Türkiye, Ulusal Yapay Zekâ Stratejisi ile bu alandaki yol haritasını çizmiş durumda. Şu anda ülkemiz Avrupa Birliği Yapay Zekâ Yasası’na paralel, kendi yasal düzenlemeleri üzerinde çalışmalarını sürdürüyor.
Henüz yasalaşmış kapsamlı bir metin olmasa da ülkemizin de güvenilir ve sorumlu yapay zekâ ilkelerini benimsediği ve bu yönde adımlar attığı bilinmekte.
Bu ülkelerin dışında dünyanın geri kalanı ise şimdilik daha esnek ve sektöre özel düzenlemeleri tercih ederek yenilikçiliği engellememeyi hedefliyor. Hâlihazırda zaten birçok ülke de Avrupa Birliği’nin düzenlemelerine uymayı tercih ediyor.
Avrupa Birliği Yapay Zekâ Yasası, yapay zekâ uygulamalarını taşıdıkları riske göre sınıflandıran ve özellikle yüksek riskli sistemler için güvenlik, şeffaflık ve insan denetimi gibi katı zorunluluklar getiren kapsamlı bir yasal çerçevedir. Amacı, güvenilir ve insan odaklı bir yapay zekâ ekosistemi oluşturmaktır.
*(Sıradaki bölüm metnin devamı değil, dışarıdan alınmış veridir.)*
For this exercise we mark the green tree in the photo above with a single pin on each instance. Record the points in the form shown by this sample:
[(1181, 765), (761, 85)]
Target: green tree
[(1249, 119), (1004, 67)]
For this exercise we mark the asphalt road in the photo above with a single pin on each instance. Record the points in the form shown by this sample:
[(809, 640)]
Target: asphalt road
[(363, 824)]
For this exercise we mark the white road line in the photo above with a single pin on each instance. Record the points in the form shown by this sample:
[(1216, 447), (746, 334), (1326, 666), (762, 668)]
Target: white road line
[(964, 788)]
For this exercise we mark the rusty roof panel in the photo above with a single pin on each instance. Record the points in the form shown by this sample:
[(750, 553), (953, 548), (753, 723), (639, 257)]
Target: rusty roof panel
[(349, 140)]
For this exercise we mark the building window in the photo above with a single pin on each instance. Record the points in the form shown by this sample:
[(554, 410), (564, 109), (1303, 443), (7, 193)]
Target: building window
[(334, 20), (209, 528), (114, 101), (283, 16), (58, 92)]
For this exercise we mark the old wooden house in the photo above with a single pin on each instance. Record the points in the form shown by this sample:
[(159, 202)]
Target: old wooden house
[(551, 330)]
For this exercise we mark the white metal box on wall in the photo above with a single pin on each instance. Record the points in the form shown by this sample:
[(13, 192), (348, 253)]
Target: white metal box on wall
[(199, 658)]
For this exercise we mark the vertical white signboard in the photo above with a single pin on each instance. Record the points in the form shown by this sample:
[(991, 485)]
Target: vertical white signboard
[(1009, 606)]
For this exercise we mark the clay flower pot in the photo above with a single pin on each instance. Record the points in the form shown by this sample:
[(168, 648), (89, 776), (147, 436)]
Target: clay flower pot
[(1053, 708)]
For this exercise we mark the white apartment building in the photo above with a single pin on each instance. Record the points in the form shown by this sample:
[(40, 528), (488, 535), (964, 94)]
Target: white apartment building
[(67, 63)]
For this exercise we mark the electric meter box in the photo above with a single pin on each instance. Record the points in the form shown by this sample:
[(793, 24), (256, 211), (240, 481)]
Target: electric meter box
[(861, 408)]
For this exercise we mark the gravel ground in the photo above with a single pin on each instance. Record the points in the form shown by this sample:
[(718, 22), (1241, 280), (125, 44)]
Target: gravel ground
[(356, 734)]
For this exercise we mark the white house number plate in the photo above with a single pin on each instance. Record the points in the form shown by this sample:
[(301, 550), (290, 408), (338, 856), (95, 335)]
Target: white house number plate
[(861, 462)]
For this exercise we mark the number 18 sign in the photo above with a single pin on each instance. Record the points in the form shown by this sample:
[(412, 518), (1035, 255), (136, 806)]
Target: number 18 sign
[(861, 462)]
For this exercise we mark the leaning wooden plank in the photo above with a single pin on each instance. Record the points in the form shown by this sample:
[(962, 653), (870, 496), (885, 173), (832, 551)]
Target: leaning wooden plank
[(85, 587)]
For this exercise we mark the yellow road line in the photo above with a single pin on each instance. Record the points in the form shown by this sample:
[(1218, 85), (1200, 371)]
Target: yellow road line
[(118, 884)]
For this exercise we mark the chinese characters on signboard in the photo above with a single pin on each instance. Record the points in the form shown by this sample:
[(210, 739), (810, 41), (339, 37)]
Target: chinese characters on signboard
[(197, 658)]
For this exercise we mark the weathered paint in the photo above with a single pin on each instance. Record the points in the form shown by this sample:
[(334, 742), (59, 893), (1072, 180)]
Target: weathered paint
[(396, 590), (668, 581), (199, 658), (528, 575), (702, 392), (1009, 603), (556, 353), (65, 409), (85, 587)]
Etik kurallar yapay zekânın adil olmayan kararlar vermesini (örneğin işe alımlarda ayrımcılık yapmasını), özel hayatın gizliliğini ihlal etmesini ve insanlara zarar vermesini önlemek için oldukça önemli. Bu kurallar, teknolojiye olan güveni artırmakla birlikte toplumsal faydayı en üst düzeye çıkarmayı hedefliyor.